Past grand bargains failed to produce spending cuts, but the tax hikes still occurred, and deficits went up. The latest proposals by both sides do not seem to stray far from this model.
The nation is watching a standoff. As the clock ticks away toward the end of the year, it is clearer and clearer that Boehner’s seemingly desperate quest to solve the fiscal cliff through progressively capitulating on core conservative principles has yielded no concessions from the President and likely never will. Obama maintains he was returned to office to hike taxes on the wealthy. But Boehner and the House majority were returned to office to cut spending without raising taxes. The right things to do on the fiscal cliff have been ruled unacceptable by the White House.
The basic choices left are to give in to the President’s demands of hiking taxes and further weakening an already weak economy, or to go over the cliff—and further weaken the economy. So the two sides should reject both of these bad choices, take a breather, and pass a simple extension of all current policy—all tax policy, all spending policy without sequestration cuts—until the end of March.
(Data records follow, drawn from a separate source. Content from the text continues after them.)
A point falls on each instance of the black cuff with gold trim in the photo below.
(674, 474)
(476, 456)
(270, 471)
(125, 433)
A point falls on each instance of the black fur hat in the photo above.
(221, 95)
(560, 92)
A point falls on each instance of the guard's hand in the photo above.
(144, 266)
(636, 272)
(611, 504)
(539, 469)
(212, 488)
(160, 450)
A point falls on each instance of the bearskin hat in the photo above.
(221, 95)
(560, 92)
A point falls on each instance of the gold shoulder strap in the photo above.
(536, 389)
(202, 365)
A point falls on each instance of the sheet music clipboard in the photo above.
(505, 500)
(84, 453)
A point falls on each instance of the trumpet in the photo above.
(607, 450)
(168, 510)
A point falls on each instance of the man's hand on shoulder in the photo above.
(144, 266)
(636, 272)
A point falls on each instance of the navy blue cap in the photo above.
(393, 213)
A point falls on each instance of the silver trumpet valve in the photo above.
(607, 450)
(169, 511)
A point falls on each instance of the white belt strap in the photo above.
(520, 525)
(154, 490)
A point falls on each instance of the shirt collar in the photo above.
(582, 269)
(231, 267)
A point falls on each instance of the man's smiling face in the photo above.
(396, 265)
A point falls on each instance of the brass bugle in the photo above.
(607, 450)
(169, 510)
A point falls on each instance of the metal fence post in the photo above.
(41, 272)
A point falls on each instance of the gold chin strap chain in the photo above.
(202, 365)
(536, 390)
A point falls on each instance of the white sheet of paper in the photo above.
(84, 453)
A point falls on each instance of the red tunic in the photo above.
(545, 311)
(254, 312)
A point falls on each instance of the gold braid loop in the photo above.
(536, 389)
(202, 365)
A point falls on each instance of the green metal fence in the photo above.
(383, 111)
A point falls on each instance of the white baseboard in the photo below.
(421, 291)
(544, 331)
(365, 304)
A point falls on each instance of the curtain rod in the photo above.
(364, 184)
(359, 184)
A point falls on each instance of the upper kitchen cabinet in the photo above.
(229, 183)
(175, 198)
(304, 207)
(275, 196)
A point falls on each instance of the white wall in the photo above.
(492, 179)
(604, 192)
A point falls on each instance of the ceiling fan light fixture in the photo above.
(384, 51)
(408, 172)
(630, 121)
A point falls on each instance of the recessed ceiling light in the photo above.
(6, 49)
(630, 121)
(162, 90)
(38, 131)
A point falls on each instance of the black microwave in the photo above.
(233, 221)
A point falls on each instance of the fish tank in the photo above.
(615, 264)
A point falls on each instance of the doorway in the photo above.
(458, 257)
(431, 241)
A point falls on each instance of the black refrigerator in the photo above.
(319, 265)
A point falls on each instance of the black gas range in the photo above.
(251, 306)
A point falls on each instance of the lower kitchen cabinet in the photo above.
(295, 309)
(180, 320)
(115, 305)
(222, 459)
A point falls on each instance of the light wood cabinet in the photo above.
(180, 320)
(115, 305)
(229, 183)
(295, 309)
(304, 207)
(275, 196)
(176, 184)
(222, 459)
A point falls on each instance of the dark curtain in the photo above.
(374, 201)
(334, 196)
Why March? Because that is when the legislation funding the government expires, and it is near the time when the government will exhaust its capacity to circumvent the existing debt limit. This strategy means we avoid the cliff and the harm that would come from it. It also means Washington kicks the can again. But it keeps the pressure on to negotiate in good faith and to come up with a resolution, because some legislation will have to pass by the end of March to keep the government in operation.
Policymakers have intentionally and with careful forethought put us in this terrible position by creating the fiscal cliff themselves. Kicking the can a few months down the road is not a good solution. But, sadly, it is better than the only available alternatives.
Alison Acosta Fraser is the Director of the Roe Institute for Economic Policy Studies at the Heritage Foundation.